Re: [R] How do I combine lists of data.frames into a single data frame?

Ted Byers Thu, 15 Jul 2010 14:33:45 -0700

Thanks Marc

Part of the challenge here is that EVERYTHING is dynamic.  New data is being
added to the DB all the time  Each active ID makes a new sample very day or
at a minimum every week, and new IDs are added every week.  So I can't hard
code anything.  If, for a given ID, I had 50 weekly samples last week, I'll
have 51 samples this week.


But some for the IDs have sample sizes that are so small, it would be pure
BS to try to use fitdist on their data.

I have figured out a way to handle this for a given ID, and so I have the
loop that iterates over the IDs, and processes the data for that ID IF there
is sufficient data.  And to make things interesting, the number of IDs I
need to process this week is greater than the number of IDs I had to process
last week.

So, I iterate over IDs, from 1 up through perhaps 500.  If a given ID has
sufficient data, I get the z lists.  And I have checked, applying rbind to
these works great!  Of all the IDs' datasets I have examined, perhaps 10% do
not yet have enough data to work with (but that, too changes through time).

>From what you have said, it would seem that I ought to make a master list.
So, I need to learn how to make a master list grow from nothing to include
all these z lists.  That reduces to a question of how can one append
dynamically created lists of varying size (from just a few list elements to
a few hundred list elements) to such a master list.

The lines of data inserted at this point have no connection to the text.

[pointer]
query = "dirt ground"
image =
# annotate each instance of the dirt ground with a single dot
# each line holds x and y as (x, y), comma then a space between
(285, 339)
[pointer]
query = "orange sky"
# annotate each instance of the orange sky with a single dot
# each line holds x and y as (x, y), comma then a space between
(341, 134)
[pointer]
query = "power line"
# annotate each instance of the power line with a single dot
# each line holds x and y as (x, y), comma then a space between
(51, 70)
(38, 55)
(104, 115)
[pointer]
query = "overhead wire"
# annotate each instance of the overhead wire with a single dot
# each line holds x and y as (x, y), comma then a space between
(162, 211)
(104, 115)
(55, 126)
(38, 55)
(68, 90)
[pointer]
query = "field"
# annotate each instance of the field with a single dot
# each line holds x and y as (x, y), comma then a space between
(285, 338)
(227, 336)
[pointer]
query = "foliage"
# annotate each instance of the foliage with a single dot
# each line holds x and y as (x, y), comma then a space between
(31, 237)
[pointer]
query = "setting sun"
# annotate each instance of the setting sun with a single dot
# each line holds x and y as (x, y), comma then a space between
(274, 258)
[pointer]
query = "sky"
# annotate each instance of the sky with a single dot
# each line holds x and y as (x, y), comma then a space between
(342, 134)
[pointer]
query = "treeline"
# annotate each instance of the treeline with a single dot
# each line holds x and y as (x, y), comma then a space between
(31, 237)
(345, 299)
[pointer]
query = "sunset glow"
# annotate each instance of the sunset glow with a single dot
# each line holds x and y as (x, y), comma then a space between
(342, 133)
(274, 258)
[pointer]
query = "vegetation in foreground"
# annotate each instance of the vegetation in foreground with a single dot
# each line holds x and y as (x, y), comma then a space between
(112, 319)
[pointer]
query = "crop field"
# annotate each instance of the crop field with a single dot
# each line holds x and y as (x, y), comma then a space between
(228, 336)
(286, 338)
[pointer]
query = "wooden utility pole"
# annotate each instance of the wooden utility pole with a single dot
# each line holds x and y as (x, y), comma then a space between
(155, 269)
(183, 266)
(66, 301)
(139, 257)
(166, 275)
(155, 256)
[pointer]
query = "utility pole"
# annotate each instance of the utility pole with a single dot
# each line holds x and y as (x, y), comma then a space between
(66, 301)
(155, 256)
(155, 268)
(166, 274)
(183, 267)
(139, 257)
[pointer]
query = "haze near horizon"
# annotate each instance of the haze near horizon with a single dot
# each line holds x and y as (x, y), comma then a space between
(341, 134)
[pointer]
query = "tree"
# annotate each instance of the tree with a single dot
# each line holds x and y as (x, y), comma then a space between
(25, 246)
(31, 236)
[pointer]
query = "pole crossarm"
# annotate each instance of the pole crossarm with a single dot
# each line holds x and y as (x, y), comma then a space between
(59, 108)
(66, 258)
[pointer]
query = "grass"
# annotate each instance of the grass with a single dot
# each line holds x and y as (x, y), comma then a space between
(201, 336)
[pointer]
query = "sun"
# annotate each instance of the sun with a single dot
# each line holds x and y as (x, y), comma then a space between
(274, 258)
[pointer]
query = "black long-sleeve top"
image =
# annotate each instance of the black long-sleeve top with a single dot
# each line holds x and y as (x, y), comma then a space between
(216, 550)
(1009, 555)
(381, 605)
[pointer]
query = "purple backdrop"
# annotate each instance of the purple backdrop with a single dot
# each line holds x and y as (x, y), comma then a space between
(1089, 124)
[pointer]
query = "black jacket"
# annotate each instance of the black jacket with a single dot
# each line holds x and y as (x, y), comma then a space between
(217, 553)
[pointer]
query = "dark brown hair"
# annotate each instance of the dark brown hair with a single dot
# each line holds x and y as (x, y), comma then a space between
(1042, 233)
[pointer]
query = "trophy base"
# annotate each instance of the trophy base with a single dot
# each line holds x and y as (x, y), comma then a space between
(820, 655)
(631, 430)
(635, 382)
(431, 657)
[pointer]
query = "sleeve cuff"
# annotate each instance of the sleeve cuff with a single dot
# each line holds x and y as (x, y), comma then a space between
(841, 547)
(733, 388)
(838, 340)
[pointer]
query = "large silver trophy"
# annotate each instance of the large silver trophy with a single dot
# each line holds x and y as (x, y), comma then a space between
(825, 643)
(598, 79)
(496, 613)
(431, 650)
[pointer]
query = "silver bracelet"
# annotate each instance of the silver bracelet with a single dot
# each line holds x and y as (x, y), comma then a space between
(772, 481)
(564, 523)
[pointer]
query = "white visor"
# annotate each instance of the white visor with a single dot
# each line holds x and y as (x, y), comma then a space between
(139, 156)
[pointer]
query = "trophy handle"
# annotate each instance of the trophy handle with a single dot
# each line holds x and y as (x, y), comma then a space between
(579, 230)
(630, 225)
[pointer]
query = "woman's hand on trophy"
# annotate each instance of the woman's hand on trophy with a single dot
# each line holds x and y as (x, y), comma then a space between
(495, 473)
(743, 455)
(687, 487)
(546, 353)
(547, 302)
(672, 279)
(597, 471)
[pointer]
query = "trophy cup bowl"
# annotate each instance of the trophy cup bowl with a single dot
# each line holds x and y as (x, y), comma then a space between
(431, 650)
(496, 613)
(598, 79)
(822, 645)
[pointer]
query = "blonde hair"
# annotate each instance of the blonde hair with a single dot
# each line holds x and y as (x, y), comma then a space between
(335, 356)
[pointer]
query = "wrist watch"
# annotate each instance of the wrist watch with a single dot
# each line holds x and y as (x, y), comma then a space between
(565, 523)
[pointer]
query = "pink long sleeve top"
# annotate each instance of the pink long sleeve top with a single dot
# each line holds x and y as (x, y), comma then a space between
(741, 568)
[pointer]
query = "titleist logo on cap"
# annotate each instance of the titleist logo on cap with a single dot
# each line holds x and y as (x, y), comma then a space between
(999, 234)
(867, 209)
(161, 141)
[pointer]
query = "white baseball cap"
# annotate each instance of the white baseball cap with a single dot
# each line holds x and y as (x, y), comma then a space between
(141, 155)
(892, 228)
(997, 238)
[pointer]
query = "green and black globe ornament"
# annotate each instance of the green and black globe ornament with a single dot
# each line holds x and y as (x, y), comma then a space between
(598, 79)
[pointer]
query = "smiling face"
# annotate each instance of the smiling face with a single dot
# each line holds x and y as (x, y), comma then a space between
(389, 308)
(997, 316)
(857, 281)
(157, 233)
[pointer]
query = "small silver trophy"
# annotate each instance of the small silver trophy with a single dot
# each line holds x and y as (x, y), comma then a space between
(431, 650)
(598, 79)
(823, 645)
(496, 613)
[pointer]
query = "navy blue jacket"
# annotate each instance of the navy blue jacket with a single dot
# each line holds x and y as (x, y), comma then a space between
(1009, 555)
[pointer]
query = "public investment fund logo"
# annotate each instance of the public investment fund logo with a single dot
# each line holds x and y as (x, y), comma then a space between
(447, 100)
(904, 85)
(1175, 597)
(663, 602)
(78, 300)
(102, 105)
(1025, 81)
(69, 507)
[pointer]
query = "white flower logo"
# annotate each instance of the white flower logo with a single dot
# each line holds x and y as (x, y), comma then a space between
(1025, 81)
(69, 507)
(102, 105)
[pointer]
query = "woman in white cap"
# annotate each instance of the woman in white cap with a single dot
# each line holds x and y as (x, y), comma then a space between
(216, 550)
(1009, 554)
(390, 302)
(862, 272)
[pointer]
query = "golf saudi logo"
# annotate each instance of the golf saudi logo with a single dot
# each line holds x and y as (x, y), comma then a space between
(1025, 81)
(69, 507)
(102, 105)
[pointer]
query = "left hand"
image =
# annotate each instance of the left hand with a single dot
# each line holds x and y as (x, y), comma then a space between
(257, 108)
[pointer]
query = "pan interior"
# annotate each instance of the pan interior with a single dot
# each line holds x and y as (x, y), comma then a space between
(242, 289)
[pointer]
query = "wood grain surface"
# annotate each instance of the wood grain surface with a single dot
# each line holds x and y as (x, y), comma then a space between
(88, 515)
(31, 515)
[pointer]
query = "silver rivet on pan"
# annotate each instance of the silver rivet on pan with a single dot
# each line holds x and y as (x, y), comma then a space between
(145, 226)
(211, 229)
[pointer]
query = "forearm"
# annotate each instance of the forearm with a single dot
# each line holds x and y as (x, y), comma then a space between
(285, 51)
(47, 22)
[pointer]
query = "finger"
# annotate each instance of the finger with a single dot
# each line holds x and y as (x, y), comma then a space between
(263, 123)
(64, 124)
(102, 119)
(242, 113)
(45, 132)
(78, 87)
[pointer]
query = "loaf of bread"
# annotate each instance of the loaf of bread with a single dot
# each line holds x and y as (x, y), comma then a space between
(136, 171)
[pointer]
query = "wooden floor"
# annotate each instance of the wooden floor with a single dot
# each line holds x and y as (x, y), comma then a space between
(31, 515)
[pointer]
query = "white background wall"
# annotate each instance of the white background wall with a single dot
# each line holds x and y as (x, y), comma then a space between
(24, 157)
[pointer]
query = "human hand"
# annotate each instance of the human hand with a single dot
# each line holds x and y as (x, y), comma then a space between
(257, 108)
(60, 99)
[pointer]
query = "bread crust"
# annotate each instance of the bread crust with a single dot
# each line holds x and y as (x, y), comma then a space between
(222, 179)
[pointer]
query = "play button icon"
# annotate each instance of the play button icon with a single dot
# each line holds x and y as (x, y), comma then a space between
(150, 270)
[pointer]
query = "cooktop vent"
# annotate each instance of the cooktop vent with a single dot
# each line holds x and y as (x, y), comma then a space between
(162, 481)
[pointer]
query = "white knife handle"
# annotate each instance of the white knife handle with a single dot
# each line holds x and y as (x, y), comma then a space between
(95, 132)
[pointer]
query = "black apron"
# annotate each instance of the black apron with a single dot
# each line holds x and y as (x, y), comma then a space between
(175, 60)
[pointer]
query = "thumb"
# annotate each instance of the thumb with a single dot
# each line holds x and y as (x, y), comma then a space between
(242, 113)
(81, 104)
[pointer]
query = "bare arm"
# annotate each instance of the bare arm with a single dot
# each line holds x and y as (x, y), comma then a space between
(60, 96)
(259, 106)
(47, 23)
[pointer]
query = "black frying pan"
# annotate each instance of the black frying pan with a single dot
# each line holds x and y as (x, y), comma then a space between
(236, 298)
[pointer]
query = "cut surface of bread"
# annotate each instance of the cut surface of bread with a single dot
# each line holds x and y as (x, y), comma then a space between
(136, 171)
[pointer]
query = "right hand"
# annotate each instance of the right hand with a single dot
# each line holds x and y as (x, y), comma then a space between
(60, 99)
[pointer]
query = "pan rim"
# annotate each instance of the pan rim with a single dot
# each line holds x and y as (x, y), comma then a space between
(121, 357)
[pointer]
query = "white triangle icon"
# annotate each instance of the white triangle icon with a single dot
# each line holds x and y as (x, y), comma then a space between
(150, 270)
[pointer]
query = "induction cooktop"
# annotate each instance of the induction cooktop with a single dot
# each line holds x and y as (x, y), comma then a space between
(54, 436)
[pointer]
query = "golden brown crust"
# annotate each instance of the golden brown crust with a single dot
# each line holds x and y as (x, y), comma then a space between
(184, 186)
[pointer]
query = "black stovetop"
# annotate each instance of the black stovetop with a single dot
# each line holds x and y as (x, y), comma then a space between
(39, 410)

Actually, when it gets right down to it, I think I am ignorant of a key
piece of the puzzle (I have probably missed the key part of the
documentation dealing with this).  I do not yet know how to add even one
element to a list within a loop where the loop does not exist (or at least
is empty) at the beginning of the loop.

I get your example "do.call(rbind, c(z1, z2, z3, z4))", but what do you do
if there is no list at the beginning of a loop and you need to handle
something like:

#n is some large number, and in about 10% of values of 'i' (not known a
priori) creation
# of x and y is skipped
for (i = 1:n) {
  if(test that returns tru only 90% of the time) {
    x = function_that_makes_a_data_frame()
    y = function_that_makes_a_list_of_data_frames()
  }
}

We have not created any lists on entry into the loop.  How do we create a
list containing all instances of x and another that contains all elements
that had been in each instance of y?  If I can learn how to do that, then I
can call  do.call(rbind,x_list) and do.call(rbind,y_element_list).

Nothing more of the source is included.